Remotery

Senior Site Reliability Engineer – Cloud and Networking

Posted Jun 12

This is a fully remote position, open to applicants in Poland.

📋 Description

• Taking ownership of the SRE lifecycle for NodeBalancer and Network Load Balancer — encompassing design reviews, pre-rollout readiness evaluations, production sign-off, and ongoing reliability management.

• Creating and implementing SLO/SLI frameworks that accurately represent customer experiences for L4 and L7 load balancing services, and initiating actions when error budgets are at risk.

• Developing and maintaining observability pipelines for NB/NLB infrastructure, which includes Prometheus metrics from load balancing components and system-level sources, as well as Grafana dashboards that facilitate quick incident triage.

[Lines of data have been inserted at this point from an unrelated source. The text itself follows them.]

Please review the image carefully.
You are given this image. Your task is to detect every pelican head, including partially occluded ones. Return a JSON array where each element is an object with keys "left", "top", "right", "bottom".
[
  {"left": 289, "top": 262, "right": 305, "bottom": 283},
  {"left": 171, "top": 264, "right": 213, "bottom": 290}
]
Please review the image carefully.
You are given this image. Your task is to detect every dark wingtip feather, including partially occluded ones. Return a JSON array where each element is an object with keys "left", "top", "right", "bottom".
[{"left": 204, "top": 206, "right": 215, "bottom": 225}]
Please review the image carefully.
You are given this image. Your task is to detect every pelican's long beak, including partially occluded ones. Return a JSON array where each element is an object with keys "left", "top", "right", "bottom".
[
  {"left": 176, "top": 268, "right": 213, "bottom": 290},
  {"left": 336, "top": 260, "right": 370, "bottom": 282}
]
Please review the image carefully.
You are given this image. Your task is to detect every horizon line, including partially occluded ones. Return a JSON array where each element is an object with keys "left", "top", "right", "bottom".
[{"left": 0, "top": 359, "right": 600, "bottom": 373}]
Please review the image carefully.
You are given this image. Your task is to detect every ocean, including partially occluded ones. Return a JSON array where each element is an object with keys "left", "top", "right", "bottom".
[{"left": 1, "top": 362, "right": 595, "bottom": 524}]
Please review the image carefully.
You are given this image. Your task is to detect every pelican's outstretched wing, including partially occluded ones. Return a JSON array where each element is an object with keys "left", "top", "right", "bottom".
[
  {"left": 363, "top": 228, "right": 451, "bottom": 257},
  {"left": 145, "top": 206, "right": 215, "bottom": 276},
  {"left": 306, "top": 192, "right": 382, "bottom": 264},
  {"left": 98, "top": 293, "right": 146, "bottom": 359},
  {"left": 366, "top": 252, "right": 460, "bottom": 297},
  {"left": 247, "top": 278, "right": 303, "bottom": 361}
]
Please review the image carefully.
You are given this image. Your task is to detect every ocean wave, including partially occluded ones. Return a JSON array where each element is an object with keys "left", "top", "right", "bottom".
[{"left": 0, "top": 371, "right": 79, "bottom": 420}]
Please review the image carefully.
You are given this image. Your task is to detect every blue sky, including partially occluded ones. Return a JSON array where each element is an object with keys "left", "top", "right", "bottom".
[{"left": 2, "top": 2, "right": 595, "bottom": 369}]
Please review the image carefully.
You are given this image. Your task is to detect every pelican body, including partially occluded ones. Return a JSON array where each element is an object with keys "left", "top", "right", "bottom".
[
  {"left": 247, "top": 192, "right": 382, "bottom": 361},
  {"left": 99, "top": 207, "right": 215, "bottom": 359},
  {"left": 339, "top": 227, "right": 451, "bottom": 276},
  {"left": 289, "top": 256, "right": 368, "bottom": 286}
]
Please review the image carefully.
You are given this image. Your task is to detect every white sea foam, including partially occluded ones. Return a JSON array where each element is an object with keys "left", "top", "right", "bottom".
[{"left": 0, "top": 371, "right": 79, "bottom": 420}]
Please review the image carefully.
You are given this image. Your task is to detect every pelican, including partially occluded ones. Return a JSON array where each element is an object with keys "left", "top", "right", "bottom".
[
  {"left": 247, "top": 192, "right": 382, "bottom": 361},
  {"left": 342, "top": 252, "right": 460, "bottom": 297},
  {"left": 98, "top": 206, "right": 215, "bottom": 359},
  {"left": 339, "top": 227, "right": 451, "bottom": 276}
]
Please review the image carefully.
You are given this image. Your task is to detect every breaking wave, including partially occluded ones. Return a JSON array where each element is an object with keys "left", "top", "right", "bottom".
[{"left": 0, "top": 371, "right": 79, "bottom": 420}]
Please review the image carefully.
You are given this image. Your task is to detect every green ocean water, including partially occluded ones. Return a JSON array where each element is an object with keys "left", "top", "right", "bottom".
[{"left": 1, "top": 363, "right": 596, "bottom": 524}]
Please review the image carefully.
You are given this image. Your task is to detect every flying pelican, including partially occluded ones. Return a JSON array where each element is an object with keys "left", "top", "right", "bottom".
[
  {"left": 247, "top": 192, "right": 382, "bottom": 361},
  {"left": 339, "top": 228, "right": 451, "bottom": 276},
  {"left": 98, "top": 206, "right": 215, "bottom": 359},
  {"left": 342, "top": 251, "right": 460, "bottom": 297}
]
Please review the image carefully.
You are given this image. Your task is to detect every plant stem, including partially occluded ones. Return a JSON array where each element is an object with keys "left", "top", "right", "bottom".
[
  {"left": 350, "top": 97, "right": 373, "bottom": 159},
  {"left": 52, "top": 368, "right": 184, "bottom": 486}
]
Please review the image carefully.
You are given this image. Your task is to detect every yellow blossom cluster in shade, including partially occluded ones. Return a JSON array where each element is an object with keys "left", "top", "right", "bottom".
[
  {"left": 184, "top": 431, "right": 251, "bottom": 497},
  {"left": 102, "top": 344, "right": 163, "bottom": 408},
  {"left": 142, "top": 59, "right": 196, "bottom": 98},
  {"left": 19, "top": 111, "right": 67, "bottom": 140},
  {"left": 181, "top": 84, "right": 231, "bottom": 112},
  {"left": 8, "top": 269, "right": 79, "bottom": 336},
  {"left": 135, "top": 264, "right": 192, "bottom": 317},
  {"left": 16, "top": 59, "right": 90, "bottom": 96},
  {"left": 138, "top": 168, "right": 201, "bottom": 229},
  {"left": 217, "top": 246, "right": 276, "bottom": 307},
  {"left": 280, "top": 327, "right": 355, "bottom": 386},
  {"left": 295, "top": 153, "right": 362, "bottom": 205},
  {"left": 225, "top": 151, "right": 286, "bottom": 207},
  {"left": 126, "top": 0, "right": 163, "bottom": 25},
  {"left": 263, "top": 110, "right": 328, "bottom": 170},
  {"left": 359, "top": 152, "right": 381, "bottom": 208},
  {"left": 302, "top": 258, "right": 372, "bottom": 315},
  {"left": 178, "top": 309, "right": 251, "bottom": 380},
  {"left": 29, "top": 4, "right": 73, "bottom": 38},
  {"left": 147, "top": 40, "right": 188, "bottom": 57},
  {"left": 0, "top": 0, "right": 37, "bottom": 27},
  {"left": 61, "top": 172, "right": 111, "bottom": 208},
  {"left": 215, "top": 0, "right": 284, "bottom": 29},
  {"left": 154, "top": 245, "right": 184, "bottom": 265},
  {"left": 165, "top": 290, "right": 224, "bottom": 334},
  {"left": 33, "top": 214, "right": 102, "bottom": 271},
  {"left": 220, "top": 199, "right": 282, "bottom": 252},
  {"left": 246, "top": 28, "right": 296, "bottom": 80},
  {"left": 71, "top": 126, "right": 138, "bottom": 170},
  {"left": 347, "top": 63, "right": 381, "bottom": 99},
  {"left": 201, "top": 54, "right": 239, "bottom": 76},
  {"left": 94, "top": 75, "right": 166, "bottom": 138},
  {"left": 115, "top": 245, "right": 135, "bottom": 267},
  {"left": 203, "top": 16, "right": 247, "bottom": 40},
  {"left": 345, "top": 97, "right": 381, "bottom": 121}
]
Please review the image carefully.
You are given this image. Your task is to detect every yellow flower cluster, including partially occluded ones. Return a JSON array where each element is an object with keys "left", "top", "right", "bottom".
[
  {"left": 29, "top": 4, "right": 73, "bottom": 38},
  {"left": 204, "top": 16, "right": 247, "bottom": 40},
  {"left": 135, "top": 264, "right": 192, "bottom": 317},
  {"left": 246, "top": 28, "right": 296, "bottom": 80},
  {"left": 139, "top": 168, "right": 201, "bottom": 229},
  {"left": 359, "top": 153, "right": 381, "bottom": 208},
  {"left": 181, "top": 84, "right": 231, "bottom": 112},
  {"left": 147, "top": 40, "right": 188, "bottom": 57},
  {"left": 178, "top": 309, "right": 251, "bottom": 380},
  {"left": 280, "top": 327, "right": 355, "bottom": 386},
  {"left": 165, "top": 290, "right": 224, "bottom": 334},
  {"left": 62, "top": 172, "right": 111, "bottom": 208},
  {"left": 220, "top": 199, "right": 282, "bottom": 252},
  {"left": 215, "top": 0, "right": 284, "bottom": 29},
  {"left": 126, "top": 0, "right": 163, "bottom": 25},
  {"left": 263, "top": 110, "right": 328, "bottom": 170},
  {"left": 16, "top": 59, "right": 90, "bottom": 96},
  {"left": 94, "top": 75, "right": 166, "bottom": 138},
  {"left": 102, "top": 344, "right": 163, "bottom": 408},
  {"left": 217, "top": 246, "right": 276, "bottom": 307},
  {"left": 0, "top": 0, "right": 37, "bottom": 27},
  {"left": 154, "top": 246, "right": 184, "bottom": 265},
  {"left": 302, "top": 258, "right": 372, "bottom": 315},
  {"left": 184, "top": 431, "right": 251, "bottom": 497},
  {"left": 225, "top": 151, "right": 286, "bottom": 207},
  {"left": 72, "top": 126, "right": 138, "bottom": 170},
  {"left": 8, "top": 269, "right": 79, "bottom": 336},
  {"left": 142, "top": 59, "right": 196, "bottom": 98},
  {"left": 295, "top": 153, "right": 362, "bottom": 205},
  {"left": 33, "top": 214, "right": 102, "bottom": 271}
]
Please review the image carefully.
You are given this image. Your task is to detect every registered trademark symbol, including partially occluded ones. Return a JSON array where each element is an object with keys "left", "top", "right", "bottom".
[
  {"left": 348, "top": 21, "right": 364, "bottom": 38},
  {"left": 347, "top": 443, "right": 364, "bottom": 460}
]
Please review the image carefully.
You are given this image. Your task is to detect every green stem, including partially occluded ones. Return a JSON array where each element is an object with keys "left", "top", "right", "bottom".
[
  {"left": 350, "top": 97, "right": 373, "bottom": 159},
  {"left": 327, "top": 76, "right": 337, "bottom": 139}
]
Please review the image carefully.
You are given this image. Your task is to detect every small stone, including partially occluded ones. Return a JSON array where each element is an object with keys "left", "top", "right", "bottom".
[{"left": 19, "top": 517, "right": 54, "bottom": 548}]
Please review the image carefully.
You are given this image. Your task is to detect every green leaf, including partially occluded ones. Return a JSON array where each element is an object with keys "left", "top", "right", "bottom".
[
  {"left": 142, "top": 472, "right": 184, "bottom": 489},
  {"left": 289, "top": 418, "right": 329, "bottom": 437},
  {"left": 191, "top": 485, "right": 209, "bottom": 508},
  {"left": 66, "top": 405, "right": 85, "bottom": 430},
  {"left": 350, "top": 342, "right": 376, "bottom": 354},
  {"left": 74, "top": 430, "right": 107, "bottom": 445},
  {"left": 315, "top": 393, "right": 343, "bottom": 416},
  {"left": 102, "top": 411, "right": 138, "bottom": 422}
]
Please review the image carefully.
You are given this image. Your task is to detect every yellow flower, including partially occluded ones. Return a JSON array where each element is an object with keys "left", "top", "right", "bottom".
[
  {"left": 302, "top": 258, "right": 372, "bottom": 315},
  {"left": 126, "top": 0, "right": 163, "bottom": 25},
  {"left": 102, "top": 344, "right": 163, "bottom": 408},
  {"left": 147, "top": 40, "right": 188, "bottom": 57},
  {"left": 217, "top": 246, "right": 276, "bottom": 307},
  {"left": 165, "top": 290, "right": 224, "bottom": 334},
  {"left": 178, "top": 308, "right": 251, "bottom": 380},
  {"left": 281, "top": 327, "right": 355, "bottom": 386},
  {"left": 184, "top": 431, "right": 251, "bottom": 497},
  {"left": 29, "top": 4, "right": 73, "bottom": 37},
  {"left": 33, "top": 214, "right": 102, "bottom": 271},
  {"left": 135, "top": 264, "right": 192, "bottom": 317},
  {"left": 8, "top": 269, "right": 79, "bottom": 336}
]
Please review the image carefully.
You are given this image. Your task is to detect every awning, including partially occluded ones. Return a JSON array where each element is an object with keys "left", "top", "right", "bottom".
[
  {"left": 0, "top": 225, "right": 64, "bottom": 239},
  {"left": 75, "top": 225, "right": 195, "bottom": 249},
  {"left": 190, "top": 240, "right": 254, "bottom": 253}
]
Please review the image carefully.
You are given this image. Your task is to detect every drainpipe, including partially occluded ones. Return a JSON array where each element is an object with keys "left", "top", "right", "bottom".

• Leading technical incident responses for intricate NB/NLB failures — such as BGP/VIP issues, failover failures, data plane degradations, and configuration challenges — acting as the technical commander and driving root cause analysis along with preventive measures.

• Creating and automating safe deployment workflows for phased NB/NLB releases, which involve monitoring bake periods, managing feature flags, and validating GO/NO-GO decisions across global datacenter rollouts.

• Reviewing design documents and product requirement documents while providing actionable SRE insights related to operational risks, capacity implications, Day-2 concerns, and product strategy gaps.

• Building automation and tools using Python or Go that minimize operational toil and enhance team-wide operational capabilities.

• Mentoring SRE II engineers on the NB team by offering hands-on technical guidance, conducting code/config reviews, and elevating the team's SRE practices.

• Participating in an on-call rotation for NB/NLB production systems, addressing incidents, and driving resolutions for customer-facing load balancing infrastructure.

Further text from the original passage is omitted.